By David Carnevali

NEW YORK (Reuters) -Aerojet Rocketdyne Holdings Inc, the U.S. rocket maker whose $4.4 billion sale to Lockheed Martin Corp was blocked by antitrust regulators in February, is soliciting offers from potential suitors, including private equity firms, according to people familiar with the matter.

Aerojet, which is providing propulsion engines for NASA’s Artemis 1 moon rocket, is working with advisers on an auction process and asked for indications of acquisition interest earlier this month, the sources said.

The company, which has a market value of $3.6 billion, may decide not to sell itself if it fails to attract an offer it deems attractive, the sources added.

They requested not to be identified because the matter is confidential. An Aerojet spokesperson declined to comment.

Aerojet shares jumped 7% to $48.46 in morning trading in New York on Tuesday.
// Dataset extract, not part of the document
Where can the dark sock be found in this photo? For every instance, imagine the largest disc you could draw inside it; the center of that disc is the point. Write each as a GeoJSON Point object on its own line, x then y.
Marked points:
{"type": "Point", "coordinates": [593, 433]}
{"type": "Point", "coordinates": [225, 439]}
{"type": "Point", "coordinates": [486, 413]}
Aerojet develops and manufactures liquid and solid rocket propulsion and hypersonic engines for space, defense, civil and commercial applications. Its customers include the Pentagon, Boeing, Lockheed Martin and Raytheon Technologies Corp.

The El Segundo, California-based company prevailed in a battle for control of its board against former executive chairman Warren Lichtenstein last summer but remains under pressure to boost its performance. Activist hedge fund Elliott Investment Management disclosed it had accumulated a 3.7% stake in Aerojet in August.

Aerojet Chief Executive Eileen Drake said in September that “low to mid-single-digit” sales growth was most probable for the company this year.

Drake added that she expects more orders for Aerojet’s defense equipment as the U.S. military replenishes its inventory after supplying Ukraine weapons for its war with Russia.